Last year, Hollywood and the New York television studios ground to a massive halt. Screenwriters went on strike for three months over the right to get paid for newfangled media-distribution methods, such as online video streaming and DVD extras, before the studios finally signed a new contract standard.

Afterward, ER and Ugly Betty got back on air, movie scripts started flowing again, and the Oscars weren't canceled. It was a beautiful life for General Electric (NYSE:GE), for Walt Disney (NYSE:DIS), and for screenwriters everywhere.

Or perhaps I should yell "Apocalypse now!" and duck for cover behind my TV-watching sofa.

Intermission over?
The Writers Guild of America, West (WGAW), which authorized that strike and played a major role in negotiating the new deal, says that media powerhouses aren't paying for those instrumental "new media" rights the way they were supposed to. The guild is taking legal action, by filing for arbitration against members of the Alliance of Motion Picture and Television Producers (AMPTP).
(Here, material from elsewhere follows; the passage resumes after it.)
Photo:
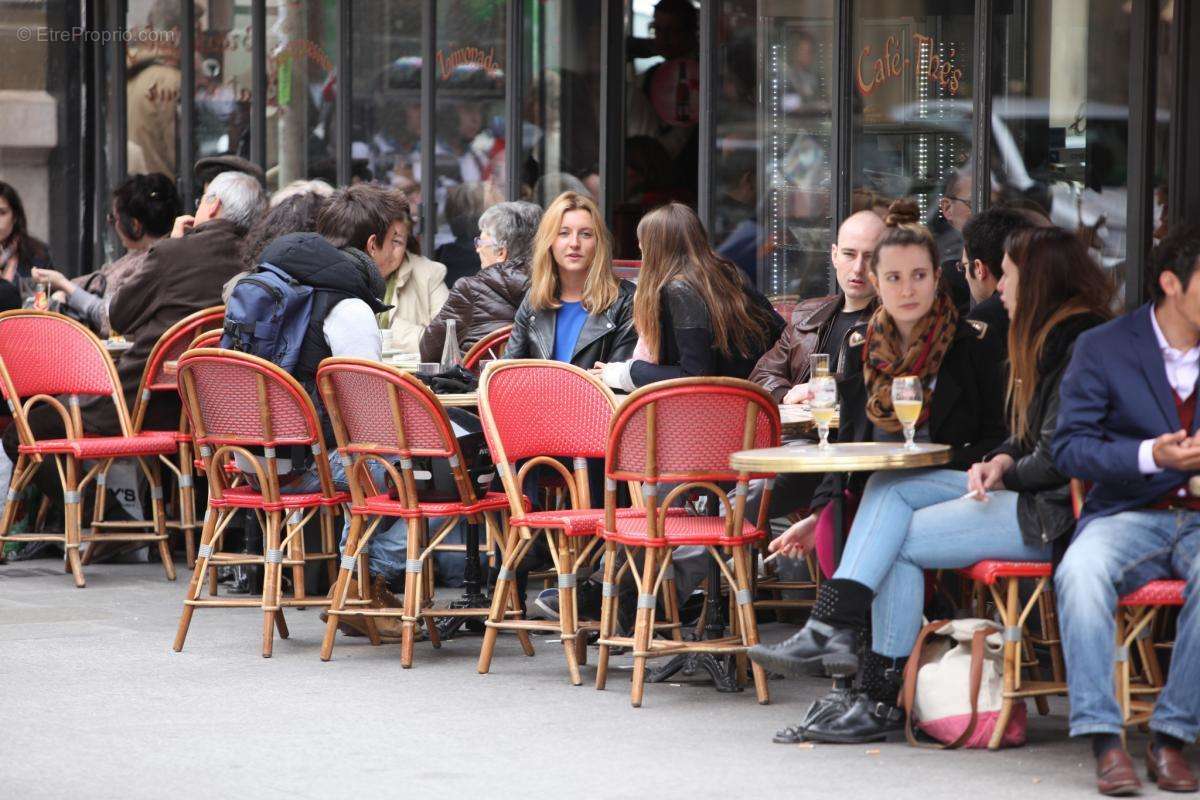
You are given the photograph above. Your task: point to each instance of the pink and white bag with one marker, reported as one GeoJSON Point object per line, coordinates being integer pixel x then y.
{"type": "Point", "coordinates": [954, 685]}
According to the WGAW, the standard contract covers movies and TV shows produced all the way back to the 1970s, but the producers are sending out "new media" checks only for work completed after the negotiations last February. In addition, TV episodes seem to stay downloadable long enough to trigger residual payments, "but so far we've seen nothing," says WGAW executive director Donald Young.

While this legal brouhaha is going down, the AMPTP's website sports a couple of brash counters that keep track of "lost wages" that members of the Screen Actors' Guild have sacrificed by working under an expired contract. This will go down as a watershed year in entertainment history, with the Internet throwing wrenches into every contract-renewal negotiation.
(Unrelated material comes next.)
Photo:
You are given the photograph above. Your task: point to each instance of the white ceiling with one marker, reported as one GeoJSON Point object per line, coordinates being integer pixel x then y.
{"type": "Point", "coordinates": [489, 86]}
The companies are finally starting to understand just how big the white elephant in your living room is. CBS (NYSE:CBS) is mixing video streams with live chat rooms, the TV networks all have video-streaming services now, and Hollywood is finally letting Netflix (NASDAQ:NFLX) pixelate lots of old and new movies. Even if Sony (NYSE:SNE) still won't let you use a Microsoft (NASDAQ:MSFT) Xbox to watch its movies, well -- you can't please everybody.

It's sad to see another meltdown in relations between media producers and the people actually creating their content, just as the industry was beginning to look progressive and modern. At best, AMPTP members such as Viacom (NYSE:VIA) could simply pay up and get back to business -- or show why the WGAW's accusations of wrongdoing are off the mark. At worst, I can imagine another strike, which would drive viewers away from theaters and TV networks toward online entertainment -- or some fresh air. That's the last thing anybody wants or needs -- producers, creative talent, and TV and movie audiences alike.

If I ran Hollywood, I'd settle this issue posthaste. This is no country for old men.